Neural Style Transfer

One of the big AI headlines of 2018 was a painting that sold for about $400,000 that was painted entirely by Artificial Intelligence. Many researchers are actively evaluating algorithms that learn patterns for creating art and using them to build new paintings. It's fascinating and a lot of fun. Let me show you an example of doing this. This example learns patterns from famous paintings and applies it to the photo we supply. To be specific, we will copy the style of a famous painting and draw it with our content, a photo. This is called neural style transfer. This topic has been very popular among computer vision researchers and many methods have evolved to solve this problem. There are a few websites and also a mobile app called Prizma that does this in real time on your photos. Let's see how this works.

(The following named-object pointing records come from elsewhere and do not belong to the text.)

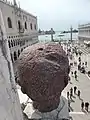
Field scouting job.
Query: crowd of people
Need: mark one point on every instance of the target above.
(80, 67)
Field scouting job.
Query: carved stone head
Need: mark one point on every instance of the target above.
(43, 73)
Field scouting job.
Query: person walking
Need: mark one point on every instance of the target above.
(86, 106)
(71, 93)
(86, 64)
(75, 88)
(75, 72)
(72, 73)
(82, 105)
(79, 93)
(68, 95)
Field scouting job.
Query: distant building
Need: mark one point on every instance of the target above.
(21, 27)
(84, 33)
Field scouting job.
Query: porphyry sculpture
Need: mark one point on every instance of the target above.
(43, 73)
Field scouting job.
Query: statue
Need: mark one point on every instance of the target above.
(43, 74)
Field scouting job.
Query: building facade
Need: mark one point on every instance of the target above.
(84, 33)
(21, 27)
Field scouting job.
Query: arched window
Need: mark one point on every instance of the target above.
(25, 25)
(31, 26)
(19, 24)
(9, 22)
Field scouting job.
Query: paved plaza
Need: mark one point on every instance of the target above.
(82, 84)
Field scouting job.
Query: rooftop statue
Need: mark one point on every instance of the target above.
(43, 74)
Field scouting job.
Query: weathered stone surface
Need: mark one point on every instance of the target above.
(43, 74)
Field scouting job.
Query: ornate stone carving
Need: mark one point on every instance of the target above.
(43, 73)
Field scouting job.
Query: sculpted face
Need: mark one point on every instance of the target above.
(43, 73)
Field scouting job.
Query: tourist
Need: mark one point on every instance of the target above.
(68, 95)
(86, 106)
(75, 72)
(82, 64)
(71, 92)
(75, 76)
(82, 105)
(86, 64)
(79, 93)
(72, 73)
(79, 59)
(75, 88)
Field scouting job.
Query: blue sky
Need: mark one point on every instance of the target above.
(59, 14)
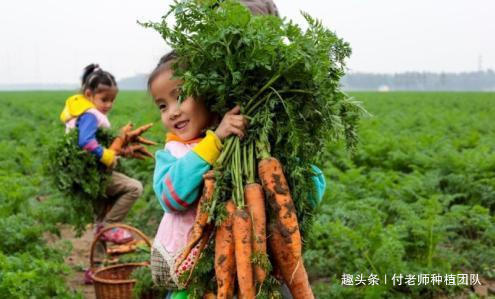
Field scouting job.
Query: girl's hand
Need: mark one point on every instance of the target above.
(232, 123)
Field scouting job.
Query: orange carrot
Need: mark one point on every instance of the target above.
(280, 201)
(205, 236)
(292, 270)
(201, 216)
(224, 255)
(242, 230)
(209, 295)
(255, 201)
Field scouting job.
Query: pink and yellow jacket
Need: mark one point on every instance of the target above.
(178, 181)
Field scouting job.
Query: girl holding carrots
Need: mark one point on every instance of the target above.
(181, 169)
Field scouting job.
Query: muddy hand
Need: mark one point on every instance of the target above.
(136, 151)
(143, 140)
(132, 136)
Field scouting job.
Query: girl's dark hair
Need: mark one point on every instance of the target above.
(164, 63)
(93, 76)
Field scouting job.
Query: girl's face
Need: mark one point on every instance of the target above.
(186, 120)
(102, 97)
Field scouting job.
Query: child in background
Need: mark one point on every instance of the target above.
(87, 112)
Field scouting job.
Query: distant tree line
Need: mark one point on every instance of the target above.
(468, 81)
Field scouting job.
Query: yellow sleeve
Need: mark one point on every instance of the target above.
(108, 157)
(209, 148)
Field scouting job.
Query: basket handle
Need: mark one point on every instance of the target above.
(109, 227)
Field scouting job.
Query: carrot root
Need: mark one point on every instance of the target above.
(201, 216)
(255, 201)
(225, 268)
(243, 250)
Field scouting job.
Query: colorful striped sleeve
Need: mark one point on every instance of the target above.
(177, 182)
(87, 124)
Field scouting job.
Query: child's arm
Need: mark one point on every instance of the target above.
(320, 186)
(177, 181)
(87, 124)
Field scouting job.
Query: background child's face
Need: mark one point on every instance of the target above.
(103, 97)
(187, 120)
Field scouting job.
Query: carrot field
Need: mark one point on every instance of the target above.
(409, 215)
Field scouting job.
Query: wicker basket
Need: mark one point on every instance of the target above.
(113, 282)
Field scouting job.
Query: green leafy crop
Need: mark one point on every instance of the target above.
(80, 177)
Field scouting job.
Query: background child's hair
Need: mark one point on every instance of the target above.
(93, 76)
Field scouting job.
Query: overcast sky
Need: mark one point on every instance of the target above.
(50, 41)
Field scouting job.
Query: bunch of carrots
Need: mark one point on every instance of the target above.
(246, 235)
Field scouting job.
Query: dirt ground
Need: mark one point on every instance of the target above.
(79, 260)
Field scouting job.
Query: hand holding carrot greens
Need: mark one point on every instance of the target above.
(286, 82)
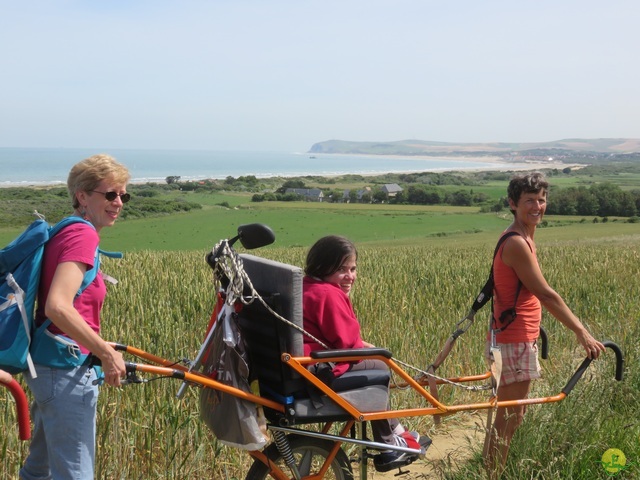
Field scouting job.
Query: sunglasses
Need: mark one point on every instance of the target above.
(111, 196)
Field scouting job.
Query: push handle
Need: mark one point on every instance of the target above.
(587, 361)
(22, 408)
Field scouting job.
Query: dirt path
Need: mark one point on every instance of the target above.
(453, 441)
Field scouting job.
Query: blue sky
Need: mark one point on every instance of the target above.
(283, 74)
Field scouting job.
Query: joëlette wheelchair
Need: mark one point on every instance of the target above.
(256, 363)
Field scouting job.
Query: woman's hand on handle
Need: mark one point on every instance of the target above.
(592, 346)
(113, 367)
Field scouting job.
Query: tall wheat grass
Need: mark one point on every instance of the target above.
(408, 300)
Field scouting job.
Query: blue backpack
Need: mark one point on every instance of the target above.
(20, 266)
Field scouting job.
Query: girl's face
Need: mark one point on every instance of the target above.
(530, 208)
(345, 276)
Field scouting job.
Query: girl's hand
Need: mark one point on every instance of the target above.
(592, 346)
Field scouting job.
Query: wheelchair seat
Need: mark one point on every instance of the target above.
(267, 338)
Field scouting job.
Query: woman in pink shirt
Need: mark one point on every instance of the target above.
(328, 315)
(65, 398)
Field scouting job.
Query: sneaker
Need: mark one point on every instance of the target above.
(385, 461)
(423, 441)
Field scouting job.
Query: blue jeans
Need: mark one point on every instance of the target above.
(64, 418)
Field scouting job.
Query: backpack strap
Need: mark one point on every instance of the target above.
(56, 350)
(486, 293)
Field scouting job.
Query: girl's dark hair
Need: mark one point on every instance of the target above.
(529, 183)
(326, 255)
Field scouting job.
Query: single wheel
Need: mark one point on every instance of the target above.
(310, 454)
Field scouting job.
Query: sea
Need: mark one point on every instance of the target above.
(50, 166)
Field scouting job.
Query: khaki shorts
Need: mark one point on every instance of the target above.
(519, 362)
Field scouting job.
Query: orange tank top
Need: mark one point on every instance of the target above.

We know that Deep Learning involves building deep neural networks that extract high‐level features from low‐level ones—particularly low‐level ones like pixel intensity arrays. As the model learns to identify patterns from image data, it learns many aspects of the picture, like the way pixels arrange themselves to form edges, curves, and surfaces. Now if we train the network on a digitized image of a painting, there is a good chance that the network will learn features like brushstrokes that the painter used to create the painting. This is the idea behind neural style transfer. In a nutshell, the process can be described as shown in Figure 6.1. This figure is from the wonderful paper describing this approach entitled “A Neural Algorithm of Artistic Style,” by Leon A. Gatys, Alexander S. Ecker, and Matthias Bethge.

Illustration depicting a general idea of how neural style transfer works, training the network on a digitized image of a painting.

Figure 6.1: General idea of how neural style transfer works

Figure 6.1 is from the original paper published by Gatys, Ecker, and Bethge. Here we see that there are two images. One is the content image, which is the photo of buildings. The other is the style image, which is the famous painting by Vincent van Gogh called The Starry Night. We see that the initial layers of the Convolutional Neural Network (CNN) has fewer filters and bigger pixel arrays. As we move down the network and we reduce the size of elements using pooling layers, we see an increase in filters. Hence the depth of the layer's volume increases. The layers down the line learn higher‐level feature‐sets from the images. At the same time, within a layer of filters, if we analyze the variation and try to correlate the filters, we get the style information of the image. Hence, down the line of the network, the style information that's captured also increases.

The method we will use is a style image, which will be a famous painting. The content image will be our image to process. We will define a style distance and content distance. These are both loss functions that we will try to optimize. The overall concept with an example is shown in Figure 6.2.

“Illustration of an example depicting neural style transfer using the content image of a person defining a style distance and content distance, and minimizing both distances.”

Figure 6.2: Example of neural style transfer

The general idea is to calculate the style distance and content distance between two images using certain feature layers of a deep network like CNN. We will use a popular VGG19 model trained on ImageNet data. VGG19 is a standard Deep Learning architecture that has 16 convolution layers and three fully connected layers. These are the weight layers and there are a few pooling layers in the middle. Let's look at the following code. I show and explain individual blocks of code and then put it all together to give you the full program.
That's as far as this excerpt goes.